At first I would like to thank you, guys. This game/simulator is amazing!! The pictures are incredible and the vast autogenerated universe is perfect. I always wanted something like this! So, really! Great work!
I also noticed one issue that caught my attention in this otherwise brilliant game. I noticed, that systems with known exoplanets, that use the catalogs, contain only the exoplanets specified in the catalog file. On the other hand, one can expect that they will also be filled with many moons, asteroids, comets and other objects that are hopelessly under the experimental possibilities of detection today.
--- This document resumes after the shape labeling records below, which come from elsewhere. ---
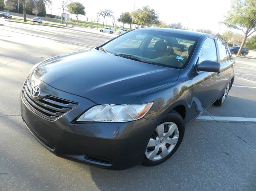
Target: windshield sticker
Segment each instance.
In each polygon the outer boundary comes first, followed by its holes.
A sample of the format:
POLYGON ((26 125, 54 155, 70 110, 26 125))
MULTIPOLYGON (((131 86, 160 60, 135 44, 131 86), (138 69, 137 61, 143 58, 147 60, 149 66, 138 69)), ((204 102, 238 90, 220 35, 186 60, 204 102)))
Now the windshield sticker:
POLYGON ((181 57, 180 56, 177 56, 175 58, 176 59, 178 59, 178 60, 184 60, 184 58, 183 57, 181 57))

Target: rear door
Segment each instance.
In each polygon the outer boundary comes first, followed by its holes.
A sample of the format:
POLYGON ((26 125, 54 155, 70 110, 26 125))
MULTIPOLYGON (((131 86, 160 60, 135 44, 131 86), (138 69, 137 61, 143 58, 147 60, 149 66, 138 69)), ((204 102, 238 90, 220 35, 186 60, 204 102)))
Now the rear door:
POLYGON ((218 87, 220 97, 228 84, 230 82, 235 64, 235 60, 232 59, 228 48, 224 43, 219 40, 215 39, 218 52, 218 62, 220 64, 220 81, 218 87))

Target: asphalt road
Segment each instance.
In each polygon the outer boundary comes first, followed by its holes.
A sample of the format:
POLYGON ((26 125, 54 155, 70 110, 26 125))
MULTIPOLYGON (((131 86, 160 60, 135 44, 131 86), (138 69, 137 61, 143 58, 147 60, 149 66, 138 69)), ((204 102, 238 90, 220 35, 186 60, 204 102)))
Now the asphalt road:
POLYGON ((111 171, 58 157, 45 149, 22 121, 19 96, 35 63, 94 47, 115 36, 3 18, 1 23, 1 190, 256 190, 256 123, 239 118, 256 117, 256 60, 235 58, 237 73, 225 103, 203 114, 212 120, 199 119, 186 127, 182 143, 169 160, 152 167, 111 171), (218 116, 235 121, 212 119, 218 116))

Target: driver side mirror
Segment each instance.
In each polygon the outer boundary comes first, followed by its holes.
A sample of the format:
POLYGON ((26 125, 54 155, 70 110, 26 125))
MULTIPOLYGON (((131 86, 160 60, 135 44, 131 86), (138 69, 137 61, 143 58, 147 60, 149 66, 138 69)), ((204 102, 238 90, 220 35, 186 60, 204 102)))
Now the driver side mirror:
POLYGON ((204 60, 201 62, 196 68, 196 69, 200 71, 218 72, 220 71, 220 64, 215 61, 204 60))

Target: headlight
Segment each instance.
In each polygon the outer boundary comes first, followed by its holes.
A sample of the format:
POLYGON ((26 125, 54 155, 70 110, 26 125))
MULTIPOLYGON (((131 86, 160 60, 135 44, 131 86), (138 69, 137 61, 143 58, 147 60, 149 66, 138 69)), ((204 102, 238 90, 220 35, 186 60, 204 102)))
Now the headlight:
POLYGON ((77 121, 123 122, 140 119, 150 109, 153 102, 140 105, 104 104, 93 107, 77 121))

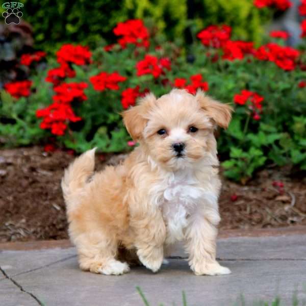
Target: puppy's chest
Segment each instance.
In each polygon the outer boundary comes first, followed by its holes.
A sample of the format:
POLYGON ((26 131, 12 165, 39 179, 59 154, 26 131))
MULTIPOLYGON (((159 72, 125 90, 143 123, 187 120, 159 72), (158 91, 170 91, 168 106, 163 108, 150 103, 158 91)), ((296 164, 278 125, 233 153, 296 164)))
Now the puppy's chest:
POLYGON ((203 193, 198 181, 190 174, 178 174, 167 181, 161 209, 171 242, 183 239, 188 218, 200 202, 203 193))

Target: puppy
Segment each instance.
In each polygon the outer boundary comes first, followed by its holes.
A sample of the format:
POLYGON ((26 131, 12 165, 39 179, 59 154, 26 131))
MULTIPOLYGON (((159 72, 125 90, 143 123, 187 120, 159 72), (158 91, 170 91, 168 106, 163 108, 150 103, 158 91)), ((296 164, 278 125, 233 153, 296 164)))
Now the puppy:
POLYGON ((128 272, 118 260, 124 248, 155 272, 164 249, 183 241, 195 274, 231 272, 216 261, 221 182, 214 131, 228 126, 232 111, 201 91, 149 94, 122 114, 139 143, 123 163, 93 173, 93 149, 69 166, 62 187, 82 269, 128 272))

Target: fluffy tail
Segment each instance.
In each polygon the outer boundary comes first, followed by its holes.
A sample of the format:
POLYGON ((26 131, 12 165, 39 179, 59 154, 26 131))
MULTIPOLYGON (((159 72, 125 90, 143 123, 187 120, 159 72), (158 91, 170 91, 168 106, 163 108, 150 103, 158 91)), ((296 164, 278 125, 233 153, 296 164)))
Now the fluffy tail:
POLYGON ((65 170, 62 189, 68 210, 79 201, 86 180, 93 172, 96 149, 83 153, 65 170))

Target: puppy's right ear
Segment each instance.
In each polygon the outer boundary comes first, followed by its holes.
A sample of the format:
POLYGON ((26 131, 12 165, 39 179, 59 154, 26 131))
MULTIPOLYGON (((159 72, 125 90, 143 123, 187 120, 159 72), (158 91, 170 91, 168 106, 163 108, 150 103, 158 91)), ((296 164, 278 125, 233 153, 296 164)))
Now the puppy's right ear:
POLYGON ((142 98, 136 106, 121 113, 123 123, 129 134, 134 140, 141 138, 142 131, 148 121, 148 114, 156 102, 152 93, 148 93, 142 98))

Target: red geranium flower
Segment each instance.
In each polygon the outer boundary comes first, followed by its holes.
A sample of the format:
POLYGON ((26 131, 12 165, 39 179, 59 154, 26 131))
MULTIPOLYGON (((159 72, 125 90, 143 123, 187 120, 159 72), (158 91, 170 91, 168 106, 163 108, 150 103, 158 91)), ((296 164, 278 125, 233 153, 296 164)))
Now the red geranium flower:
POLYGON ((285 31, 272 31, 270 32, 270 37, 282 38, 285 40, 287 40, 290 36, 290 34, 285 31))
POLYGON ((118 90, 119 89, 118 83, 124 82, 126 78, 120 75, 117 72, 108 73, 101 72, 97 75, 91 76, 90 82, 96 90, 105 90, 107 88, 112 90, 118 90))
POLYGON ((75 100, 84 101, 87 97, 84 90, 88 86, 85 82, 63 83, 54 88, 56 94, 53 96, 53 100, 59 103, 70 103, 75 100))
POLYGON ((301 23, 301 30, 302 31, 301 37, 306 37, 306 19, 303 20, 301 23))
POLYGON ((187 80, 185 79, 175 79, 174 86, 178 88, 186 89, 191 94, 195 94, 198 89, 205 91, 208 90, 209 86, 207 82, 203 82, 201 74, 195 74, 190 76, 191 83, 186 85, 187 80))
POLYGON ((231 37, 232 29, 228 26, 209 26, 199 32, 197 37, 202 43, 208 47, 219 48, 231 37))
POLYGON ((222 47, 223 59, 229 61, 242 60, 246 54, 253 54, 255 49, 251 42, 228 40, 222 47))
POLYGON ((139 91, 139 86, 137 86, 134 88, 127 88, 123 90, 121 93, 121 104, 124 109, 129 108, 130 106, 134 106, 135 105, 138 97, 145 95, 148 90, 145 89, 142 92, 139 91))
POLYGON ((298 7, 298 12, 301 16, 306 15, 306 0, 301 0, 301 4, 298 7))
POLYGON ((234 96, 234 101, 236 104, 239 105, 247 104, 248 108, 253 112, 253 119, 257 120, 260 119, 258 113, 262 111, 262 103, 264 97, 256 92, 245 89, 241 90, 240 93, 236 94, 234 96), (249 103, 248 104, 248 102, 249 103))
POLYGON ((114 43, 112 43, 110 45, 108 45, 107 46, 105 46, 103 48, 105 51, 108 52, 109 51, 111 51, 113 49, 113 48, 115 46, 114 43))
POLYGON ((58 85, 66 78, 74 78, 75 71, 71 69, 68 64, 62 63, 60 67, 51 69, 48 71, 46 82, 53 83, 54 86, 58 85))
POLYGON ((118 41, 122 48, 125 48, 128 43, 146 47, 150 44, 148 31, 143 21, 140 19, 131 19, 125 22, 119 22, 114 29, 114 33, 117 36, 122 36, 118 41))
POLYGON ((174 87, 177 88, 184 88, 187 83, 187 80, 186 79, 176 78, 174 79, 174 87))
POLYGON ((39 62, 46 55, 46 53, 42 51, 37 51, 34 54, 23 54, 20 58, 20 64, 30 66, 33 62, 39 62))
POLYGON ((279 68, 288 71, 295 68, 299 56, 297 50, 291 47, 282 47, 274 43, 260 47, 255 54, 259 60, 273 62, 279 68))
POLYGON ((152 74, 156 79, 164 73, 164 68, 171 70, 171 62, 167 58, 159 60, 152 55, 146 55, 144 59, 136 64, 137 75, 152 74))
POLYGON ((7 83, 4 89, 13 97, 17 99, 20 97, 28 97, 31 94, 31 81, 21 81, 7 83))
POLYGON ((304 87, 306 87, 306 81, 301 81, 298 83, 298 86, 300 88, 303 88, 304 87))
POLYGON ((274 7, 280 11, 285 11, 291 7, 289 0, 254 0, 254 5, 259 9, 274 7))
POLYGON ((90 62, 91 53, 87 46, 64 44, 56 53, 60 64, 72 63, 75 65, 85 65, 90 62))

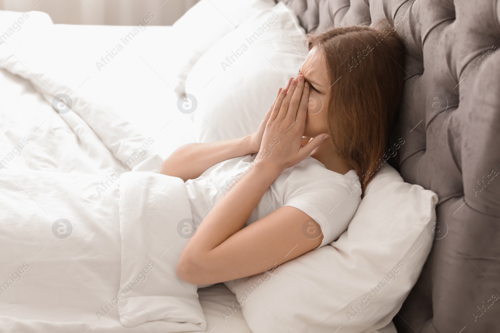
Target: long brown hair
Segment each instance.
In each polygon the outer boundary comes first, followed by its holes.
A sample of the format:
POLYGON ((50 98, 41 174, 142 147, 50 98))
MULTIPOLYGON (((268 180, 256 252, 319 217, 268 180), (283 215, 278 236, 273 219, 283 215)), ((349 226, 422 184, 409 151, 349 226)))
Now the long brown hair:
POLYGON ((358 173, 362 195, 388 148, 402 91, 405 49, 396 30, 386 19, 306 37, 310 50, 316 46, 325 55, 332 84, 328 134, 340 158, 358 173))

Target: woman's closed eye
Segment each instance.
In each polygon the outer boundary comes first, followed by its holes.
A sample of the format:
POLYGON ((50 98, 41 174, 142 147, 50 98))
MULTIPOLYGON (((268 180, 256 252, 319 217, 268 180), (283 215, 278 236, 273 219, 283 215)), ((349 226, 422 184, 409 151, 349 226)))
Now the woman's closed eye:
POLYGON ((316 92, 317 92, 318 93, 321 93, 320 92, 320 90, 318 90, 317 89, 316 89, 316 88, 314 88, 314 86, 312 85, 312 84, 311 84, 310 82, 309 82, 309 86, 311 87, 311 89, 312 89, 314 91, 316 91, 316 92))

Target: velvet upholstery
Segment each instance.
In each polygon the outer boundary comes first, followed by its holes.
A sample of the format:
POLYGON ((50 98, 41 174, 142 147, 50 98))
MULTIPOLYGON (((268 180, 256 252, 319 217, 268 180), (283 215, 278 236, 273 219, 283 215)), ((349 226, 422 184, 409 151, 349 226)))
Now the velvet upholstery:
POLYGON ((394 20, 406 46, 390 163, 438 194, 400 333, 500 332, 500 1, 285 0, 308 32, 394 20))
I wonder, do you think it would be a good idea to add feature, where the program would add moons and smaller objects to the systems with known exoplanets? (Probably with option to switch this autofill off if user wants to create system without autogeneration?)
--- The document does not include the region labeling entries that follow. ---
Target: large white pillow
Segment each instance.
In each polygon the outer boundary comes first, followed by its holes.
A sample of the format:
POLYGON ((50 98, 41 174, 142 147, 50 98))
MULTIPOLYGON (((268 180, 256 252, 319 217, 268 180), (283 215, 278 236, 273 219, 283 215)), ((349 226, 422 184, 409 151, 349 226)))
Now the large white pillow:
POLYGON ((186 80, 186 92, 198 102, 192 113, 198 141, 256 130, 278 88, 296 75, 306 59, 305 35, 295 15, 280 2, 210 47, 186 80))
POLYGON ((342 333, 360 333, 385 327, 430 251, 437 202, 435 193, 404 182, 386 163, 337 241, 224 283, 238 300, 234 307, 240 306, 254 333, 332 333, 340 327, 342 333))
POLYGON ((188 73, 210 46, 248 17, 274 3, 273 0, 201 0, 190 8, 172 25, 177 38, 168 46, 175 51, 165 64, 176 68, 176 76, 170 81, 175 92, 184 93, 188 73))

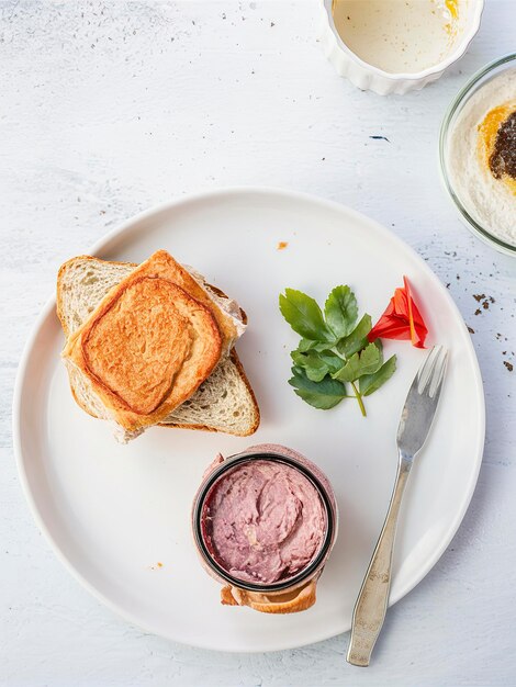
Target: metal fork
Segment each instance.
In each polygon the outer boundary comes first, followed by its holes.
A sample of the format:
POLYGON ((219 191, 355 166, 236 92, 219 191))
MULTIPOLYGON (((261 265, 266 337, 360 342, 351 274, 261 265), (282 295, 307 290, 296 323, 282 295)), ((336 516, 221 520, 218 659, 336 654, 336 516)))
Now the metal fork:
POLYGON ((368 666, 382 629, 391 587, 391 565, 397 516, 415 457, 422 450, 434 420, 445 378, 448 352, 434 347, 408 391, 397 429, 397 474, 380 538, 366 573, 352 615, 347 661, 368 666))

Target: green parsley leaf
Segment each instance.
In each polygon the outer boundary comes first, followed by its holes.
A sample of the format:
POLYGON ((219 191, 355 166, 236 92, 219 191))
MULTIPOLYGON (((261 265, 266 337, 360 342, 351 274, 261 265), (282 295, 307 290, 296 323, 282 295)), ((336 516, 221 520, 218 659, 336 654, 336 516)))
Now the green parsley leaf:
POLYGON ((311 341, 310 339, 301 339, 298 350, 302 353, 307 351, 325 351, 336 344, 337 341, 311 341))
POLYGON ((396 369, 396 357, 392 356, 386 362, 373 372, 373 374, 363 374, 359 380, 360 393, 363 396, 370 396, 380 388, 391 376, 396 369))
POLYGON ((357 299, 349 286, 335 286, 324 304, 324 316, 338 339, 352 331, 358 307, 357 299))
POLYGON ((371 331, 371 316, 364 315, 351 334, 337 344, 337 351, 346 358, 351 358, 354 353, 358 353, 368 345, 368 334, 371 331))
POLYGON ((382 354, 374 344, 369 344, 360 353, 349 358, 341 370, 333 374, 334 380, 355 382, 363 374, 373 374, 382 364, 382 354))
POLYGON ((285 289, 280 294, 280 311, 294 331, 313 341, 335 339, 323 318, 319 306, 305 293, 295 289, 285 289))
POLYGON ((298 367, 303 368, 312 382, 321 382, 326 374, 337 372, 345 364, 345 360, 332 351, 311 350, 303 353, 296 350, 292 351, 291 357, 298 367))
POLYGON ((396 357, 383 363, 380 339, 369 344, 371 317, 358 322, 355 294, 349 286, 336 286, 326 299, 324 315, 314 299, 285 289, 280 311, 302 338, 293 360, 289 384, 298 396, 315 408, 328 409, 343 398, 356 398, 367 415, 363 396, 374 393, 396 369, 396 357), (346 393, 349 383, 352 393, 346 393))
POLYGON ((314 408, 328 410, 346 397, 346 386, 330 376, 321 382, 312 382, 304 370, 298 365, 292 368, 292 378, 289 384, 294 387, 298 396, 314 408))

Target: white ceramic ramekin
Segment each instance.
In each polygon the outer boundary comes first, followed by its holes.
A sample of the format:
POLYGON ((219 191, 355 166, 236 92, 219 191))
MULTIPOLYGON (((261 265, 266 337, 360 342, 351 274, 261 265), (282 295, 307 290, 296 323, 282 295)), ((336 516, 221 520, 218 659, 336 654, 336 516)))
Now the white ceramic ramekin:
MULTIPOLYGON (((363 91, 374 91, 380 95, 417 91, 427 83, 436 81, 447 67, 457 61, 468 49, 469 44, 480 29, 484 0, 467 0, 468 15, 465 26, 452 53, 446 59, 414 74, 391 74, 373 67, 358 57, 340 38, 334 23, 332 0, 319 0, 322 16, 318 37, 324 53, 337 74, 346 77, 354 86, 363 91)), ((388 1, 388 0, 386 0, 388 1)), ((464 0, 462 0, 464 1, 464 0)))

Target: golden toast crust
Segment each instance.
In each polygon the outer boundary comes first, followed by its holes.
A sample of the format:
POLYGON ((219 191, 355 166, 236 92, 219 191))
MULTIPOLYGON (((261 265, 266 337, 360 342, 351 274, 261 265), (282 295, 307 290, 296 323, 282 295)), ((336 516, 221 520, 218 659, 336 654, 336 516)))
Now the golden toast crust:
POLYGON ((63 357, 87 375, 125 429, 155 425, 220 361, 218 309, 171 256, 158 251, 108 293, 70 336, 63 357))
I guess the hardest part of "filling the gaps" in systems with known exoplanets will be to have a good estimate on limits of current methods of the exoplanet search. It is not just the moons. For example a Mercury-size planets can be probably almost anywhere without being noticed, while the Earth-sized "moon" of a hot Jupiter in red-dwarf system might be easily spotted because of the gravitational pull it exerts on the star. Similarly, if the exoplanets were discovered by the transit method, there could be some planets too small to be noticed, too far from the star or with too big inclinations.
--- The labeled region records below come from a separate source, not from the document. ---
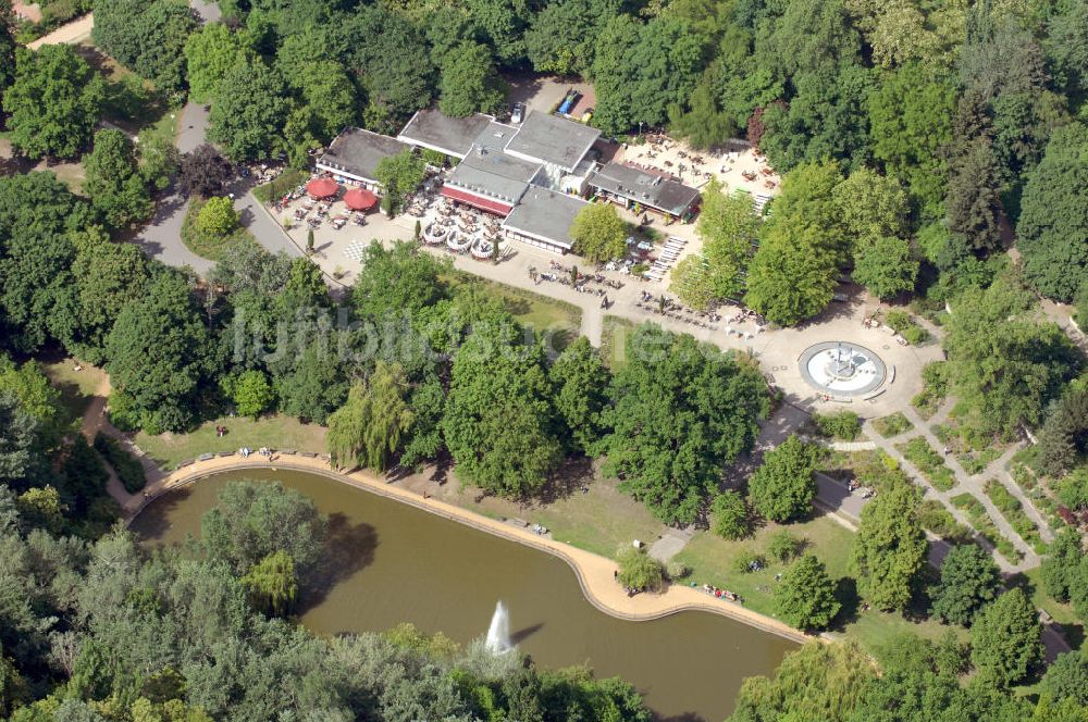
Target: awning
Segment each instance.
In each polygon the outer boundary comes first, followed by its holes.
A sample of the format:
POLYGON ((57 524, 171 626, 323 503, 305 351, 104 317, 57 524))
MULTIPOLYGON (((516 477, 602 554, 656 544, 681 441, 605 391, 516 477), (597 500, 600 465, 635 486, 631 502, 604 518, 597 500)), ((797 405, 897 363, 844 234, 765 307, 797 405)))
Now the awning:
POLYGON ((329 198, 335 196, 339 186, 332 178, 314 178, 306 184, 306 192, 313 198, 329 198))
POLYGON ((374 207, 378 196, 364 188, 353 188, 344 194, 344 202, 353 211, 366 211, 374 207))
POLYGON ((492 200, 490 198, 477 196, 475 194, 470 194, 467 190, 461 190, 460 188, 454 188, 452 186, 442 186, 442 190, 440 192, 446 198, 468 203, 469 206, 479 208, 481 211, 487 211, 489 213, 497 213, 498 215, 506 216, 514 210, 512 203, 504 203, 502 201, 492 200))

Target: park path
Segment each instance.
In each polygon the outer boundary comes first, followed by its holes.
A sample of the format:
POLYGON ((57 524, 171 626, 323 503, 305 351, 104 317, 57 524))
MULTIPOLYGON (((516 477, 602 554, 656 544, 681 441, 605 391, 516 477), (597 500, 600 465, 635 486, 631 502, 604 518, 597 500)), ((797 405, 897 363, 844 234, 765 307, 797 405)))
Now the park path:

For a moment, I wanted to make a mod that would try to "fill the gaps" by exporting large amount of existing star systems in some galaxy far far away. The idea was, that one would find a similar planet in the database (similar star type, planet mass, eccentricity and semi-major axis, mostly) and attach its moons with slight modifications to the exoplanet in question. (The only really important check is probably the tidal-locking if the both planets differ slightly in the mass. If the moon would have different orbit time, we would have to adjust the rotation period if it was tidally-locked.) This way, it would be self-consistent with the current star system generator. But unfortunately, there probably isn't this kind of exporting available. (Or I was not looking good enough.)
Limitations of exoplanet search methods are known pretty well, and is quantifiable. It depends on the observatory, method, and the target system.
A Moon-size moon of a hot Jupiter cannot be discerned by the radial velocity method because its signal is blended in with the signal from the planet it is orbiting. It just looks like one signal from a body with that total mass. However, if this planet/moon pairing transits its host star then we could possibly detect the moon by the transit method, since there will be a very tiny secondary transit in close association with the main planetary one. By looking at timing variations across multiple transits we could also characterize the exo-moon's orbit.
If a Moon-sized body is orbiting close in to a low-mass star then it could be possible to detect by radial velocity or transit (if it transits) method, but this is pushing limits of current technology. To my knowledge the smallest exoplanet yet known is roughly the size of Mercury.
There are already unconfirmed exomoons. For exemple, russians scientists have noticed second order variations of starlight on the transit-discovered exoplanet WASP-12 b, which means that there may be an exomoon there.